Securities Litigation Conference - Welcome by Tom Donohue

Release Date: 
February 16, 2006

AS PREPARED FOR DELIVERY

Securities Litigation Conferen
Welcoming Remarks by Tom Donohue

President and CEO, U.S. Chamber of Commerce
U.S. Chamber of Commerce

February 16, 2006

Thank you Lisa for that introduction. Good morning. I’m pleased to kick off today’s conference, which aims to take a long, hard look at how well America’s securities class action litigation system is working.

Ten years ago, Congress passed the Private Securities Litigation Reform Act (PSLRA), which eliminated many abuses in the securities litigation system.

Unfortunately, though, our members have been telling us that securities lawsuits are becoming an increasingly costly and burdensome thorn in their sides, making securities class action litigation a primary focus of the Chamber and the Institute for Legal Reform in the past year.

What really caught our attention though—and what I think would startle most people—is the incredible amount of money these cases are settling for. Since 2001, settlements have totaled in the billions of dollars and are increasing in size at an alarming rate.

I refer to settlements because very few, if any, of these cases actually go to trial. Companies feel coerced into settling due to the sheer dollar values of the claims against them and because they want to avoid the accompanying bad publicity of a trial, which would further damage stock values and in turn, generate more losses for their shareholders. For most of these businesses, it’s a no-win situation.

So what are we doing about it? Well first off, we’re investing in research conducted by the foremost experts in the field.

Last fall, we commissioned a study and research paper on the economics of securities class actions and their unintended consequences, the results of which are very interesting. This information is in your materials, but let me cover the highlights for you:

One of the most disconcerting findings is that small individual investors don’t fare very well under the system. We also learned that the mere filing of a securities class action suit leads to an immediate 3.5 percent decrease in a company’s stock value.

The impact of securities litigation extends well beyond investors and defendant companies. To shore up their stock price, many companies have to implement cost cutting measures and forgo capital investment.

Consider the cumulative effect of hundreds of defendant companies each year ratcheting down capital investment to compensate for losses: the result can be a significant blow to our national economy.

What’s more, our study found that plaintiffs’ lawyers make out very well financially in these settlements. This money, in turn, is used to finance additional suits.

For the plaintiffs’ bar, shareholder class actions are a cash cow the likes of which you can’t begin to imagine.

For example, our study showed that between December 1995 and August 2005, Milberg Weiss alone helped generate $1.7 billion in legal fees and expenses as lead or co-lead counsel in 43 percent of the 755 securities class actions that we looked at.

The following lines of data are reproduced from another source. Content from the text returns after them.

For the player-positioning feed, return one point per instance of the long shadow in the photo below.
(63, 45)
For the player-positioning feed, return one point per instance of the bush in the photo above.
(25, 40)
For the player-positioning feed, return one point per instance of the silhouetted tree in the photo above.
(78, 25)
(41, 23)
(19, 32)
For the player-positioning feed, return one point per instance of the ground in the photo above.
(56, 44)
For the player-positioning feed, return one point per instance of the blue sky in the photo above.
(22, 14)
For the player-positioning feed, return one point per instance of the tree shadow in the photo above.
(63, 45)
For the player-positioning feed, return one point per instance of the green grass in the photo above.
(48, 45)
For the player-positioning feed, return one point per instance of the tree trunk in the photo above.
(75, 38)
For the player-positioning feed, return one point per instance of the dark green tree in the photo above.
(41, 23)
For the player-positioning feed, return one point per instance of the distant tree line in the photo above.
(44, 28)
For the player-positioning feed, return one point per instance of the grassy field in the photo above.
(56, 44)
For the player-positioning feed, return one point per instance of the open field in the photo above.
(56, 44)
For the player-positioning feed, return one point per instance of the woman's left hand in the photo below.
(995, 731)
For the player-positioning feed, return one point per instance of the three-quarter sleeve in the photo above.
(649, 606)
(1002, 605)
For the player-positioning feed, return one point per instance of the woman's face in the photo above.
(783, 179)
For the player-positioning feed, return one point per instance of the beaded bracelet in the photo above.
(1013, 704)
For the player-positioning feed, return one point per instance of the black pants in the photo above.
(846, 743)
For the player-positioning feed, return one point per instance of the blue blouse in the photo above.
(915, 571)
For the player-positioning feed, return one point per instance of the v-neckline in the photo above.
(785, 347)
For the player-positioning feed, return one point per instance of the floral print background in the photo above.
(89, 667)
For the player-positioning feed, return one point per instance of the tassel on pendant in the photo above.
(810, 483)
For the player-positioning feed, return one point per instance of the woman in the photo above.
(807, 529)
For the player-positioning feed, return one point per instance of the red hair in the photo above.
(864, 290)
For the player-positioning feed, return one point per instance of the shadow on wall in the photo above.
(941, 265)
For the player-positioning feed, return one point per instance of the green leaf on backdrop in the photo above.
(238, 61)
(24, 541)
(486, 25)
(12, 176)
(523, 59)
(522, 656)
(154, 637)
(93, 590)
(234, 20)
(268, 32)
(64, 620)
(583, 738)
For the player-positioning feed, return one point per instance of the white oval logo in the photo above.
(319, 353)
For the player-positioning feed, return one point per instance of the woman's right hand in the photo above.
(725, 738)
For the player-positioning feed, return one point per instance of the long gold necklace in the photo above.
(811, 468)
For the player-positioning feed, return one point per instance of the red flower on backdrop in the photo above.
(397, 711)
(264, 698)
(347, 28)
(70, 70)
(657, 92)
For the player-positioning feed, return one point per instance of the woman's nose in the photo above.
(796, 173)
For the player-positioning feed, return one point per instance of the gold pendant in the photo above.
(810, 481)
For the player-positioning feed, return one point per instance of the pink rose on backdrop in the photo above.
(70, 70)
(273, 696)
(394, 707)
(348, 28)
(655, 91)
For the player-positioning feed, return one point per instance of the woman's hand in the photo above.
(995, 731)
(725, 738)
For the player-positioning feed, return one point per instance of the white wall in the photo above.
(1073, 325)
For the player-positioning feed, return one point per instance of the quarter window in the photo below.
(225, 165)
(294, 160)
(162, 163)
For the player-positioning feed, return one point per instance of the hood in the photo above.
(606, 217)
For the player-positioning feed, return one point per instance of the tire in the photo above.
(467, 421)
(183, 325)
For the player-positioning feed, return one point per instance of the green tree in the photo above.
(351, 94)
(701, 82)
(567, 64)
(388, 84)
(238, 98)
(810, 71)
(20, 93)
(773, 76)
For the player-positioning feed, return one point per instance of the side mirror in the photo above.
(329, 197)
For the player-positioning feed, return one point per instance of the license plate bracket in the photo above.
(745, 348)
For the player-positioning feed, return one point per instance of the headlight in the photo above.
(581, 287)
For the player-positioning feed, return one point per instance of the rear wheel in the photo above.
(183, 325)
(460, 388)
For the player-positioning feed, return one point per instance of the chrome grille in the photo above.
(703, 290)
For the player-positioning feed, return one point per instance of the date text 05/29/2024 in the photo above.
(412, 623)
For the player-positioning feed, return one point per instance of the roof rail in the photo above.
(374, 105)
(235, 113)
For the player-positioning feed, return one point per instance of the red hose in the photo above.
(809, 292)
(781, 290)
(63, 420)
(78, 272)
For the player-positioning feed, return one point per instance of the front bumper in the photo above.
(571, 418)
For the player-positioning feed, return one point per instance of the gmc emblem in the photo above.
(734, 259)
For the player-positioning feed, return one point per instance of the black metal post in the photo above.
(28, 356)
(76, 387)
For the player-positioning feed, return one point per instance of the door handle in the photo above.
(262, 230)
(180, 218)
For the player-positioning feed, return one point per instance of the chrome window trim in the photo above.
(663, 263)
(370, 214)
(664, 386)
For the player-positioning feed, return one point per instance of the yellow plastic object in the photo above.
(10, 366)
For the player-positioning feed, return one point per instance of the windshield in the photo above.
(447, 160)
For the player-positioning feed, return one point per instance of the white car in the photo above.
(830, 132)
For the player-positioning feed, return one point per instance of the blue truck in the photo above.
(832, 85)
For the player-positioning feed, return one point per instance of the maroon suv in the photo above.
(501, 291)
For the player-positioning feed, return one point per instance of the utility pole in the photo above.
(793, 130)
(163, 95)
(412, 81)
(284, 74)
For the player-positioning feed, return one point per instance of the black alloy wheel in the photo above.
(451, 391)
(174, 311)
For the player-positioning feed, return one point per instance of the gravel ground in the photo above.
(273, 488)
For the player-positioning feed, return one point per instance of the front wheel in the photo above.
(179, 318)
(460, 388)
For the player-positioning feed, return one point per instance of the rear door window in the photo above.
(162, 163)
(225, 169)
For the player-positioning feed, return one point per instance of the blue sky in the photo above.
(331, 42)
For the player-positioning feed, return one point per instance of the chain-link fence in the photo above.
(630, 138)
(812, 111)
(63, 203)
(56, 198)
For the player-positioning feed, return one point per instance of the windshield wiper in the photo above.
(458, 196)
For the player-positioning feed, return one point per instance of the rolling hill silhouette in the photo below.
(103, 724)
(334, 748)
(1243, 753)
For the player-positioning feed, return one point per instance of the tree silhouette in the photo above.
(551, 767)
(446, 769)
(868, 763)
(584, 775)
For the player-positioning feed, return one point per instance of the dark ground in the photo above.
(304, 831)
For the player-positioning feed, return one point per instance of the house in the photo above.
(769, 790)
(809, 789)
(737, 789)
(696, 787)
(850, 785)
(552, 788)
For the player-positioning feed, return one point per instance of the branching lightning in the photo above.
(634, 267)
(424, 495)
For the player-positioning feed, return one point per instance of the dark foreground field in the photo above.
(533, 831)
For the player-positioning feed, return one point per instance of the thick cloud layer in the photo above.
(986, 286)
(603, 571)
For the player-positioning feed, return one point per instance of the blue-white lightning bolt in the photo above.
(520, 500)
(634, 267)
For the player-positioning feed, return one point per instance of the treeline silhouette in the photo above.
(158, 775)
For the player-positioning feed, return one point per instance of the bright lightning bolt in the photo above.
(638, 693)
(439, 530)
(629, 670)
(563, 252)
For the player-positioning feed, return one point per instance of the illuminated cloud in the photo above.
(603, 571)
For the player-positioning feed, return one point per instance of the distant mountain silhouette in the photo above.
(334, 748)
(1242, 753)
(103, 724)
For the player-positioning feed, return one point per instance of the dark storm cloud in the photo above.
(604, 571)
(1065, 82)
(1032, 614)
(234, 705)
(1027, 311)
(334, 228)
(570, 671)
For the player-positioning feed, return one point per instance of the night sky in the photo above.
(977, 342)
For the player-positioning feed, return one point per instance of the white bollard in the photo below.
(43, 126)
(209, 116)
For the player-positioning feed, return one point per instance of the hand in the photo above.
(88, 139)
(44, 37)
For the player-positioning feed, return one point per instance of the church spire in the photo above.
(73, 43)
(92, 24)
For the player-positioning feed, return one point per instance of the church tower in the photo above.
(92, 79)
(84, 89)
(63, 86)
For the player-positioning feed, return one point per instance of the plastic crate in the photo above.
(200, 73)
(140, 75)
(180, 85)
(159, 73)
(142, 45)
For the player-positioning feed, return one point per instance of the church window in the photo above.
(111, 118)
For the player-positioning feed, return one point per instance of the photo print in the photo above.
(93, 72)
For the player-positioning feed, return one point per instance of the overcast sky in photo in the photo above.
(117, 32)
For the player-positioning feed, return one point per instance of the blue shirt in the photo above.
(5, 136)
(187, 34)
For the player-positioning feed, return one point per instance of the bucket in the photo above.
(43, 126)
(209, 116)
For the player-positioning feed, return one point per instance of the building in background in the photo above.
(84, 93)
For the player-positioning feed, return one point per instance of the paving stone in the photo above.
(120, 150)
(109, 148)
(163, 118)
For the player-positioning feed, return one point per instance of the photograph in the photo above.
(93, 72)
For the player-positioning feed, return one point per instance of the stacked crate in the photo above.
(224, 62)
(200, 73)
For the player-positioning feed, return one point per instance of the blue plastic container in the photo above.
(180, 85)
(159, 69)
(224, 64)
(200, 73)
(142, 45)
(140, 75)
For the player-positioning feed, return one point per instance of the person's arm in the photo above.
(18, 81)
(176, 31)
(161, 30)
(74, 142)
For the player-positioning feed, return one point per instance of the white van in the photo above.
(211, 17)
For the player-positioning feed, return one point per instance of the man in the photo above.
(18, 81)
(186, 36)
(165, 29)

Clearly, these numbers got our attention, and we began to wonder whether these cases were warranted, particularly in light of the enhanced enforcement environment that has come about in recent years and the potentially harmful effect these cases could have on the economy.

Skeptics will likely say that we just want to make it harder for plaintiffs to file shareholder suits. Really what we would like to see is a system that works to the maximum benefit of shareholders, especially small individual investors, without doing unwarranted harm to companies and the U.S. economy.

To get the discussion underway, it’s now my pleasure to introduce Senator Chris Dodd from Connecticut. Now in his fifth term in office, he has built a reputation as a bipartisan leader in the Senate.

Senator Dodd has been a champion for legal reform legislation. He was a key ally in the five-year fight to pass the Class Action Fairness Act, and the entire Chamber federation is grateful for his commitment to that much-needed legislation.

In sum, he’s the “go-to” guy whenever you want to get something done in the Senate.  

The reason we have invited Senator Dodd to join us today is because he was the chief Democratic architect of the Private Securities Litigation Reform Act, which became law over a presidential veto. Indeed he led the effort to override President Clinton’s veto while he was chair of the Democratic Party. 

We have asked him to share his insights on that critical piece of legislation and his thoughts on the current private securities litigation environment.

Please join me in welcoming Senator Chris Dodd.